The Beta-Binomial model

One of the hot topics of these days is the record of retracted scientific papers in 2023, as reported by Nature in this article. Even Nature Journal itself had 7 retractions out of 4320 published articles. I wanted to have an estimate about what’s the probability that after submitting an article to that Journal, the article gets retracted. Let us assume that the retraction probability will be roughly constant in the near future. This is of course quite a strong assumptions, as it is likely that the journal will take some measure to reduce the retraction ratio in the future, but this is just a working assumption, since otherwise we should model how the measures will affect the retraction probability, and modelling an unknown trend would introduce additional arbitrariness in our model. We decide that it’s better to stick to the simpler assumption, so that it will be easier to control the sources of error.

The frequentist way

Let us start by doing the calculation in the frequentist way. First of all, we assume that each article is retracted with the same probability $\theta \in [0, 1]\,.$ This implies that the total number of retracted articles $Y$ out of $n$ published articles is distributed as

\[Y \sim \mathcal{Binom}(\theta, n)\]

The binomial distribution

The binomial distribution $$\mathcal{Binom}(p, n)$$ describes the probability of the random variable $$X= \sum_{i=1}^n X_i\,, X \in \{0,1,...,n\}$$ where the $X_i \in \{0, 1\}$ are independent identically distributed random variables following the Bernoulli distribution with probability $p:$ $$ X_i = \begin{cases} 1 & \text{with probability } p\\ 0 & \text{with probability } 1-p \end{cases}\,, p \in [0, 1] $$ The Bernoulli distribution has $$ \mathbb{E}[X_i] = \sum_{i=0}^1 P(x=i)i = 0(1-p)+1p=p $$ and $$ \mathbb{E}[(X_i-\mathbb{E}[X_i])^2] = \sum_{i=0}^1 P(x=i)(i-p)^2 = (1-p)(0-p)^2+p(1-p)^2 = p(1-p) $$ Since a binomial random variable is the sum of independent Bernoulli random variables, we immediately have $$ \begin{align} \mathbb{E}[X] & = n p\\ Var[X] & = n p (1-p) \\ \end{align} $$ The binomial probability mass function must fulfill $$ p(k | p, n) \propto p^k (1-p)^{n-k}\,. $$ By normalizing it to 1 we get $$ p(k | p, n) = \binom{n}{k} p^k (1-p)^{n-k} $$

In other terms, we assume that we are looking for the best distribution within the family

\[\{p(k \vert \theta, n) = \binom{n}{k} \theta^k (1-\theta)^{n-k}\}_\theta\]

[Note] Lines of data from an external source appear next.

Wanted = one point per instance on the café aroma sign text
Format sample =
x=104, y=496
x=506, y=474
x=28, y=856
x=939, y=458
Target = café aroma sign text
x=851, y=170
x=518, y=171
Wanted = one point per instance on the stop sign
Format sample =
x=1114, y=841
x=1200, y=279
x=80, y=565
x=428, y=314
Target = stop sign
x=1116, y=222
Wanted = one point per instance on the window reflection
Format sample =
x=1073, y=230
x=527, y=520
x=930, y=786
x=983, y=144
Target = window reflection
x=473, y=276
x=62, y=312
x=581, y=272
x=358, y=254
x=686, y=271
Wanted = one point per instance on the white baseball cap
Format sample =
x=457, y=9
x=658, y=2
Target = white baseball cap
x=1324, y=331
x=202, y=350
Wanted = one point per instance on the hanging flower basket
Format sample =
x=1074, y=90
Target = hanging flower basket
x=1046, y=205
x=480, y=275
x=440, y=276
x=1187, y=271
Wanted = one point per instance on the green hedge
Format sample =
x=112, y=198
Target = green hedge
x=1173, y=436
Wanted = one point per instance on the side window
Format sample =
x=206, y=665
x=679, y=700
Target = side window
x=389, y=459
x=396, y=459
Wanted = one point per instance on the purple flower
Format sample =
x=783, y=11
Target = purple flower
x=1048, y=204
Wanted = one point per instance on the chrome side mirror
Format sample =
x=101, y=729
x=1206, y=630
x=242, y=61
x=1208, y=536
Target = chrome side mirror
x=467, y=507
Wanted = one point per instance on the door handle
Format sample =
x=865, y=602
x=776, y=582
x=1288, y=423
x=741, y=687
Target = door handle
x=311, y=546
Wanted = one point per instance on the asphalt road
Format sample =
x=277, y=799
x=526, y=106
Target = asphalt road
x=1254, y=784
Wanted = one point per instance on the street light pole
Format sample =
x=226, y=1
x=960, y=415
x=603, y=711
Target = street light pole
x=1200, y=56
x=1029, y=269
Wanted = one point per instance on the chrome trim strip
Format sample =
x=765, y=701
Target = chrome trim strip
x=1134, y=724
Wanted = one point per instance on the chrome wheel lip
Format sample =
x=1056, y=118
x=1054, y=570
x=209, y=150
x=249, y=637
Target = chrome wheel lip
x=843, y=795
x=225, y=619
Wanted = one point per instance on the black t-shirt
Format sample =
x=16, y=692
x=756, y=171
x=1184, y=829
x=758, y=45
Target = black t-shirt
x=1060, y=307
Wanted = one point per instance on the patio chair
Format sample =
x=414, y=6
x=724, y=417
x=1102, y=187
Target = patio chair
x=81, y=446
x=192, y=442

There is more than one possible criteria to decide which is the best parameter $\theta\,.$

The Maximum likelihood method

This method looks for the parameter $\theta$ such that the likelihood for the observed data is maximum for any allowed value for $\theta$:

\[\bar\theta : p(x \vert \bar\theta) > p(x \vert \theta)\, \forall\, \theta \in \mathcal{D}\]

where $\mathcal{D}$ is the domain we are looking for. For the binomial model, since the parameter space is continuous, we can simply require

\[\frac{d}{d\theta} \binom{n}{y} \theta^k (1-\theta)^{n-y} = 0\,.\]

Since the probability mass function is positive for any $\theta$ within our domain, we can safely take the logarithm of the likelihood and work with the so-called log-likelihood.

\[\frac{d}{d\theta}\log\left( \binom{n}{y} \theta^k (1-\theta)^{n-y}\right) _\bar{\theta}= 0\,.\]

By computing the derivative, we get

\[\frac{y}{\bar\theta} - \frac{n-y}{1-\bar\theta} = 0\]

and this can be easily solved obtaining

\[\bar\theta = \frac{y}{n}\,.\]

You can easily verify that it is a maximum, since the second derivative reads

\[\frac{d^2}{d\theta^2}\log\left( \binom{n}{y} \theta^k (1-\theta)^{n-y}\right) _{\theta=\bar{\theta}=y/n} = -\frac{1}{\bar{\theta}(1-\bar{\theta})}<0 \, if\, 0<y<n\]

The method of moments

This method matches the moments of the distribution with the observed corresponding statistics. In our case we can simply match $\mathbb{E}[y]$ with the observed number of successes:

\[y = n \bar\theta\]

and, in our case, this is equivalent to the MLE.

Estimating the confidence interval

We can also obtain a confidence interval for $\theta\,,$ but in order to do so we must rely on the central limit theorem, which tells us that the

\[\frac{Y -n \bar{\theta}}{\sqrt{n \bar\theta (1-\bar\theta)}} \sim \mathcal{N}(0, 1)\]

In order to get the $1-\alpha$ CI we only have to evaluate the CI with a significance $\alpha$ for the normal distribution with zero mean and unit variance. Since the distribution is symmetric around 0, the CI is

\[[z_{\alpha/2}, z_{1-\alpha/2}] = [-z_{1-\alpha/2}, z_{1-\alpha/2}]\,,\]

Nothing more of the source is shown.